The amenities at Toronto’s Varsity Centre, the recently renovated historic sports facility at the corner of Bloor and Devonshire, are a far cry from the luxuries we’ve come to expect from the big business of professional sports. There are long steel benches in place of plush seats, pre-made Subway sandwiches instead of gourmet kitchen offerings, and beer consumption restricted to a small, fenced-off section beneath the concrete grandstand.
Yet this past Saturday afternoon, a small but passionate crowd of Ultimate Frisbee fans proved that frills simply can’t compete with the atmosphere born out of pure passion. If you’d strolled past the stadium, you’d surely have overheard the series of roaring call-and-answer cheers, as several hundred spectators braved cloudy skies and the pervasive threat of a torrential downpour to will Toronto’s newest pro sports team to victory.
“Feel the…” “RUSH!” “Feel the…” “RUSH!” they chanted, doing their part to spur the upstart Toronto Rush to a decisive 28-18 win over the visiting Philadelphia Phoenix.
Eight games into their inaugural season of play in the American Ultimate Disc League (AUDL), the Rush are undefeated, and they’ve whipped the city’s loyal group of Ultimate fans into a frenzy. The team’s first home game on May 4 broke the record for the largest crowd ever assembled for a professional Ultimate game. Sure, those 2,300 spectators comprised less than five per cent of the capacity of a Blue Jays sell-out, but the figure is a milestone for this fledgling pro league.
“We’re trying to take this from a participation sport to a spectator sport,” said Jim Lloyd, the team’s co-owner and COO. He founded the Rush with his brother Rob and Rob’s son Mark, who functions as both team captain and general manager. “Toronto is a hotbed market that has a very active Ultimate community,” Lloyd continued. “It’s known to be one of the most prolific and skilled areas [for the sport]. So we knew we had a core of great fans, people who love this sport.”
Lloyd said the Rush’s fan base consists largely of dedicated Ultimate players, many of whom belong to the Toronto Ultimate Club, a 30-year-old recreational organization that began in the city’s Beach neighbourhood and now boasts 3,500 members.
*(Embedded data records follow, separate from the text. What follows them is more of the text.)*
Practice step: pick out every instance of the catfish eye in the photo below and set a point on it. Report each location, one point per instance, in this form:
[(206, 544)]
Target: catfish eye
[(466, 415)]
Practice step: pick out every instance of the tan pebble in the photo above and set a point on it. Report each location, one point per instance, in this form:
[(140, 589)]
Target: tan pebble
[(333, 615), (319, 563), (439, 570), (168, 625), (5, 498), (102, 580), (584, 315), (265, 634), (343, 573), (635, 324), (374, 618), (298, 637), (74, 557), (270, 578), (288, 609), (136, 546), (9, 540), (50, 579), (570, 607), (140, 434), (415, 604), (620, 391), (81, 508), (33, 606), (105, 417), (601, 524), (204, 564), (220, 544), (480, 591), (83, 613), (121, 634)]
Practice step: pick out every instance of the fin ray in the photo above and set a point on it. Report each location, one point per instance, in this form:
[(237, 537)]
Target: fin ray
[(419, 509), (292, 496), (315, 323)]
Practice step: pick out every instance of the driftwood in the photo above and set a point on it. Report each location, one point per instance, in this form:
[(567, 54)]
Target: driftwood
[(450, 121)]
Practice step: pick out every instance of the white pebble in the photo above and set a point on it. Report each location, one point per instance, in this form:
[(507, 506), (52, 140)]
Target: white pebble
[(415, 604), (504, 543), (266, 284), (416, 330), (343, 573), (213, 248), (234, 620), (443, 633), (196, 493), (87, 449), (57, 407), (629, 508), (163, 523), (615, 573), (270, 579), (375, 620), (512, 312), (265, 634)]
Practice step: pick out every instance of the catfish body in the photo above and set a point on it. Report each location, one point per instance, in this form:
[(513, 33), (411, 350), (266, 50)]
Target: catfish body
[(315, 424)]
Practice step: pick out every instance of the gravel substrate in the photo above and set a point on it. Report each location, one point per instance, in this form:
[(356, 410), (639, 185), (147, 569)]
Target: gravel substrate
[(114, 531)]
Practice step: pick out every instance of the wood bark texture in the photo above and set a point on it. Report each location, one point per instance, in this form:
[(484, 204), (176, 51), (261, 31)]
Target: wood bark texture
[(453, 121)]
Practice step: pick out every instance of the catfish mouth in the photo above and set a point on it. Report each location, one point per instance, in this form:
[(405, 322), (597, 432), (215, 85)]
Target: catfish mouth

But the desire to play and watch can be both a blessing and a curse. Saturday’s ticket sales totalled 997, but only 582 people actually showed up. Poor weather wasn’t the reason for the reduced attendance: A large out-of-town tournament, and the chance to hit the field themselves, lured many of the team’s season ticket holders away from the stadium.
With just one full season under its belt, the AUDL has already experienced its share of growing pains, with six of last year’s original eight teams relocating, abandoning the league, or folding altogether. The league responded by adding eight new franchises for the 2013 season.
With no television revenue to speak of and attendance figures in the hundreds, the AUDL is, so far, a decidedly low-budget operation. Lloyd declined to reveal the team’s salary range; he instead referred to the players’ earnings as “a yearly stipend…a small one.”
However, the dream of playing Ultimate at a professional level is inspiring to those who are used to paying their own way to travel to tournaments across the continent. Adrian Yearwood, who signed on to play with the team in mid-May, said the players are still adjusting to life as pro athletes.
“We’re still figuring out the difference between playing in a tournament [with] friends and family on the sidelines and playing for a couple hundred people who are cheering for everything we do. It’s a totally different vibe.”
With five home games left and a roster that looks like championship material, it’s a good bet the Rush will soon have the clout to offer a full VIP experience. Getting a little more liberal with the beer surely wouldn’t hurt.